Elections Alors que les fronts élargis alémaniques gagnent, la droite romande se disperse

S’allier ou non avec l’UDC? Telle est la question pour le Parti libéral-radical (PLR) vaudois, qui doit se déterminer mercredi. «J’attends une réponse claire, nous ne pourrons pas partir dans les demi-teintes», avertit Fabienne Despot, présidente de l’UDC Vaud, qui compte beaucoup sur un accord.

L’inconnue de la candidature aux Etats ayant été levée in extremis par la renonciation de Pascal Broulis (LT du 21.04.2015), le parti du centre droit doit encore définir sa stratégie électorale. Entre l’UDC, qui le courtise mais exige un même engagement pour les élections fédérales, communales et cantonales à venir, et les cinq petits partis du centre, qui refusent toute compromission avec le parti «blochérien» (LT du 18.04.2015), le PLR sera le dernier à dire ce qu’il veut.

A la veille du congrès d’Yvonand, la direction du parti était encore en train de peaufiner la formule à soumettre aux délégués. Historique dans le canton de Vaud, l’alliance PLR-UDC a survécu jusqu’à présent. Elle repose sur un apparentement pour les élections à la proportionnelle (Conseil national, Grand Conseil) et une liste commune pour les élections au scrutin majoritaire (Conseil des Etats, Conseil d’Etat).

Mais de quatre ans en quatre ans, le débat interne devient toujours plus âpre au PLR. Qui défend quoi? D’un côté, les conseillers d’Etat, acquis à la collaboration avec l’UDC en raison de l’identité de vues sur la plupart des sujets cantonaux. De l’autre, les quatre conseillers nationaux, majoritairement hostiles à cause des fossés fédéraux. Encore qu’Olivier Français, qui se place lui-même à l’aile gauche du PLR et qu’on disait parmi les plus réticents, se montre conciliant depuis sa désignation comme candidat aux Etats.

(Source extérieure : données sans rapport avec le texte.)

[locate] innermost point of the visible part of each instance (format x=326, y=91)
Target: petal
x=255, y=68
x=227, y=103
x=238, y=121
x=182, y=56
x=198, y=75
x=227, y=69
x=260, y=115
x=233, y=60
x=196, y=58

La direction du PLR vaudois s’est gardée ces derniers mois d’affirmer une ligne. Son président, Frédéric Borloz, croit toujours que son parti, en pivot du centre droit, saura faire émerger «un socle commun allant du PDC à l’UDC.» Mais la formule du syndic d’Aigle paraît incantatoire. «Le PLR sera forcé de choisir son allié», prédit Fabienne Despot.

«Top 5» vaudois?

Les discussions vaudoises contrastent avec les succès que l’alliance élargie de la droite a remportés aux récentes élections cantonales de Zurich, Lucerne et Bâle-Campagne. A Zurich, le front PLR-UDC-PDC a réussi à placer ses «Top 5» au gouvernemental. Précisément ce que le centre droit vaudois rêve de faire pour récupérer en 2017 la majorité au Conseil d’Etat.

Loin des exemples alémaniques, les alliances de droite en Suisse romande répondent à une géométrie très variable, face au front uni formé généralement par la gauche.

A Fribourg, une large alliance a fait élire le PDC Jean-Pierre Siggen au Conseil d’Etat, lors de la complémentaire de 2013. Cela laisse envisager un apparentement pour les élections cantonales de 2016. En revanche, il n’est pas sûr qu’un accord pour le Conseil national cet automne soit conclu.

Dans le Jura, le parti a aussi des racines agrariennes mais son électorat est faible et la députation au Conseil national ne compte que deux élus. L’élection de Dominique Baettig (2007) passe pour un accident de l’histoire.

Sur Berne, comme pour Vaud, l’apparentement PLR-UDC est une longue tradition. Mais la scission du PBD (4 élus à Berne) a bouleversé le jeu des alliances. Le PBD assurera-t-il sa relève lorsque les transfuges d’origine se retireront?

A Genève, l’UDC est en concurrence avec le MCG. Le parti s’étant résigné à sa place de second, une relation apaisée s’est installée entre eux dans le canton et au Conseil national. Tout apparentement est exclu avec le PLR qui, sauf exceptions locales, reste fidèle à l’Entente avec le PDC.

Le Valais et Neuchâtel sont les cantons où l’UDC connaît la plus grande solitude. L’UDC valaisanne peut compter sur un ministre à Sion et un conseiller national (le même Oskar Freysinger), mais son électorat passe pour être mal consolidé et les autres partis rêvent toujours de la voir s’effondrer. A Neuchâtel, Yvan Perrin avait gagné seul un fauteuil au Château qu’il n’a pas su garder. Avec le leadership limité qu’on lui attribue, Raymond Clottu mènera la campagne fédérale. En solitaire.